Garbage Night, by Jen Lee. – Book Review by Fred Patten.

by Patch O'Furr

Submitted by Fred Patten, Furry’s favorite historian and reviewer

Garbage Night, by Jen Lee. Illustrated.
London, NYC, Nobrow Ltd., June 2017, hardcover $18.95 (98 pages).

Garbage Night is #2 in Lee’s Vacancy series; what Amazon calls “dystopian graphic novels”. Vacancy, #1 in the series, was published in June 2015. But Garbage Night the book includes the complete Vacancy as a bonus. Garbage Night itself is 70 pages, followed immediately by “Now read Jen Lee’s original comic, Vacancy” for 26 more pages. You should skip directly to Vacancy, read it first, then return to the beginning of Garbage Night. Be warned that it still ends with a “to be continued”.

What is going on is unexplained. The blurb for the first story says, “Vacancy explores the ways that animals think; how they internalize their changing environment and express their thoughts, fears, or excitement.” The blurb for Garbage Night says, “Juvenile animals strive to survive across a post-apocalyptic wasteland in this striking parable about the nature of freedom and friendship.” What it is is about anthropomorphic animals (they wear clothes and are bipedal) living in a deserted, humanless world.

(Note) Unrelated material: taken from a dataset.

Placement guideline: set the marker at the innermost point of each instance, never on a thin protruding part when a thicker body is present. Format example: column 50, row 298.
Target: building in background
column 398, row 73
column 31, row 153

Simon is a pet watchdog left behind when his humans disappeared. But it is obvious that what’s happened is more complex than that. The entire town shows years of having been deserted. Signs are peeling, windows are broken, cloth is rotting, roofs are falling in. Simon roams through his owners’ empty house, wishing that they’d return to fil his food bowl, but not really believing it after so long. What remains of the town has been scavenged out of food by the abandoned pets and nearby wildlife like Monica the opossum. When two forest animals pass through town – Cliff, a raccoon, and Reynard, a deer with a broken antler – Simon asks to go with them. “I need someone to show me the ropes of the wild.”